Today kickoffs off National Disability Employment Awareness Month.
When it comes to doing business, including people with disabilities—in recruitment, retention and advancement—offers the workplace a competitive edge. People with disabilities are known to be experienced problem solvers with a proven ability to adapt. What’s more, they mirror an important and increasingly expanding customer base.
The workplace has much to gain by fostering an environment that’s open to everyone. Such universal thinking not only helps recruit skilled employees, but also enhances corporate continuity efforts by helping employers retain the talents of an aging workforce.
A new public outreach campaign is showing people in the workplace that it pays to foster an inclusive and flexible work culture that considers the needs of all employees – including employees with disabilities. The Campaign for Disability Employment, has launched the What Can YOU Do? campaign. Through this effort, the workforce and others are being encouraged to recognize the value and talent that people with disabilities bring to the workplace, as well as the dividend to be realized by fully including people with disabilities – because at work, it’s what people can do that matters.
It’s easy for every workplace to participate in the What Can YOU Do? Campaign and drive positive change. The Campaign’s Web site, www.whatcanyoudocampaign.org, offers people the chance to learn, engage in disability employment efforts, and share their employment experiences. The section designed for employers invites users to express their commitment to an inclusive workplace and to share disability employment, and other, best practices.

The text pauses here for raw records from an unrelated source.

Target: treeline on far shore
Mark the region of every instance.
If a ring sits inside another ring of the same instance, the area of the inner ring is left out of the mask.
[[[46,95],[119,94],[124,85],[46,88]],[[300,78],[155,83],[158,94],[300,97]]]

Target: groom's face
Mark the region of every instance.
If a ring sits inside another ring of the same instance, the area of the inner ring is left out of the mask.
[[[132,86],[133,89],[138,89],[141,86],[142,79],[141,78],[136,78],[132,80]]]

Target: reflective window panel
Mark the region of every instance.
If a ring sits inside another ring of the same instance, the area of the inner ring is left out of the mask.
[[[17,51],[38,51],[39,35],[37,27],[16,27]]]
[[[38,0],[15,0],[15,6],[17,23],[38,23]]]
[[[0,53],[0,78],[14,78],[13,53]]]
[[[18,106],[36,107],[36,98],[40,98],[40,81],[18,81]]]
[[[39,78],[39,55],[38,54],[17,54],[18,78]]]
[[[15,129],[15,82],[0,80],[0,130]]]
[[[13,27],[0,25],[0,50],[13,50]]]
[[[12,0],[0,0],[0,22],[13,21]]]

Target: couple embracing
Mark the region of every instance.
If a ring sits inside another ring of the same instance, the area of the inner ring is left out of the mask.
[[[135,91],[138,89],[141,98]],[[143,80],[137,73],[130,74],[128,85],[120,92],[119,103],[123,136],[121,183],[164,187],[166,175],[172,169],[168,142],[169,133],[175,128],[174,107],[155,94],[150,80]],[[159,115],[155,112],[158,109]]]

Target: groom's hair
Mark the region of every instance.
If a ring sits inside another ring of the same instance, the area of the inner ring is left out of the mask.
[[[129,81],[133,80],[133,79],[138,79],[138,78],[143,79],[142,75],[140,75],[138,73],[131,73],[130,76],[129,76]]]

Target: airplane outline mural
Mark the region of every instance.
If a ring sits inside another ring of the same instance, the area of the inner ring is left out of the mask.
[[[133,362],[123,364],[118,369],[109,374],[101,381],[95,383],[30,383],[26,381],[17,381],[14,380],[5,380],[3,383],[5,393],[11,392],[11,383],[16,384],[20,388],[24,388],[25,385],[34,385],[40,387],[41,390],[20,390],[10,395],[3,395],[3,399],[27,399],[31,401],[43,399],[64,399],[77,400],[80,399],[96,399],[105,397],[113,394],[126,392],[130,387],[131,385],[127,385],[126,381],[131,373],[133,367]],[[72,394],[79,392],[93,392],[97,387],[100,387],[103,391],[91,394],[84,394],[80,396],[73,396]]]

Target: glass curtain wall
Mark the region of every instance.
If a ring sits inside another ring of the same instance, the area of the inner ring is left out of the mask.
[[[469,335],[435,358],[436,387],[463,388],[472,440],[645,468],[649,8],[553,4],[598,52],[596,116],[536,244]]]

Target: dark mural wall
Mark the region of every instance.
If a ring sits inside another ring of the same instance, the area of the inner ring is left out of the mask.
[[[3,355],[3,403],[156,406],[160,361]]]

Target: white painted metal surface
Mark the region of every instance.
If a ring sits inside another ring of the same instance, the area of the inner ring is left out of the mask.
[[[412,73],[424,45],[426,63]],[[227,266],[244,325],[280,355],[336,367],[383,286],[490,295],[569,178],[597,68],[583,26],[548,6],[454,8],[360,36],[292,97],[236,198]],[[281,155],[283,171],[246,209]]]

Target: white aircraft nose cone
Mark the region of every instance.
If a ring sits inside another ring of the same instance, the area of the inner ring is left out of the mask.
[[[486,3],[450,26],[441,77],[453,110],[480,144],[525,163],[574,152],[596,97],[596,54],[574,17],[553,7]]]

The site also features grassroots tools and tangible ideas for supporting the Campaign’s goals, as well as video public service announcements (PSAs) that challenge assumptions about people with disabilities and employment. Included in the video library is the Campaign’s flagship “I Can” PSA, intended for nationwide television broadcast, and “Meet Sue,” winner of the What Can YOU Do? Video Contest, which invited aspiring filmmakers to produce their own videos in support of the Campaign’s goals.
What Can YOU Do? October in National Disability Employment Awareness Month. Share your stories. For more information, visit www.whatcanyoudocampaign.org.
Great blog! I had a very difficult time when I was going through chemo/radiation trying to get my organization to agree to telework by approaching it as a disability. They kept arguing that all I needed to do was submit a telework agreement and that cancer was not a real disability. I showed them the Americans with Disabilities Act regulations and by the time they could come up with the barest of anything…I was done with my treatments and had exhausted all my leave.
I’ve now asked to sit on our Union Panel that will be renegotiating our Union contract to ensure that Disability rights are covered in the contract. I don’t want someone else to have to go through what I did.